WASHINGTON (AP) - President Barack Obama's plan to dramatically increase college student aid took its first step Wednesday on what could be a rocky path through Congress.
A key lawmaker proposed a bill to boost Pell Grant scholarships for low-income students by linking them to inflation for the first time since the program began.
House Education Committee chairman George Miller's legislation would pay for the expansion by eliminating a massive program of subsidies for private college loans - an idea that is opposed by lenders and their many supporters on Capitol Hill.
Obama's education secretary, Arne Duncan, said the government should spend education dollars on students and not on private lenders.

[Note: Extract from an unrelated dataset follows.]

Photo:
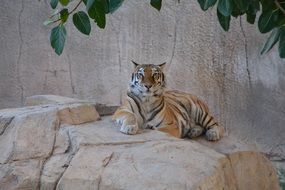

"There is tremendous need, given the tough, tough economy, for families to send their children to college,'' Duncan said during a Wednesday conference call with Miller, D-Calif. ``And we believe we need to invest in them and not in banks.''
Under the bill, subsidized loans would be replaced by the government's existing direct loan program.
Besides Pell Grants, $10 billion of the estimated $87 billion in savings from eliminating subsidies would go toward early childhood education, increasing the number of poor children with access to pre-kindergarten, among other things.
Private lenders made $56 billion in loans to more than 6 million students and parents under the subsidized program, which is called the Federal Family Education Loan program.
But the public-private partnership has begun to crumble under the weight of the recent credit crisis. Hundreds of lenders have stopped making federally backed loans, and hundreds of colleges that had only offered subsidized federal loans have signed up for direct loans.
The government made $14 billion in direct loans to 1.5 million students last year.
An estimated $18 billion was borrowed directly from private lenders, though the nonprofit Institute for College Access and Success estimates the majority of undergrads with private loans did not max out on their eligibility for federal loans.